Bioactive sphingolipids in inflammation and cancer

Abstract

The bioactive sphingolipids ceramide, sphingosine, and sphingosine‐1‐phosphate (S1P) have recently emerged as important modulators of cell growth, cellular senescence, and programmed cell death. In order to study the roles of these lipids in cell regulation, it is important to understand their interconnected metabolic pathways. Ceramide, the backbone of sphingolipids is broken down by one of many ceramidases (CDAse) to generate sphingosine the precursor of S1P by the action of sphingosine kinase (SK). The enzymes involved in the breakdown of ceramide, and in the generation and breakdown of S1P all appear to be important regulated enzymes. Our laboratory has focused on studying the role of CDAse, SK, and its product S1P in inflammation and in cancer. We have recently implicated the SK1/ S1P pathway in mediating inflammatory responses in cells and most recently in vivo in a DSS model of colitis. In order to determine the mechanism of substrate generation for SK in inflammation we are utilizing a combination of CDAse inhibitors and KO mice.
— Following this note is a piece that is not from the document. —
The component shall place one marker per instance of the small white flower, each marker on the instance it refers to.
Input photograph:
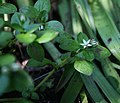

We demonstrate distinct roles for neutral and acid CDAses in regulation of ceramide/ S1P levels in the stromal and epithelial layers of intestine and consequently in the inflammatory response to DSS‐induced colitis. In addition, significant evidence has implicated bioactive sphingolipids in cancer progression and apoptosis. In probing the role of CDAses and SK in cancer we find distinct roles for the different CDAses and SK1 in colon cancer progression. These studies lend strong support for the role of bioactive lipids and their metabolizing enzymes in inflammation and cancer and make them attractive therapeutic targets for inflammation and cancer.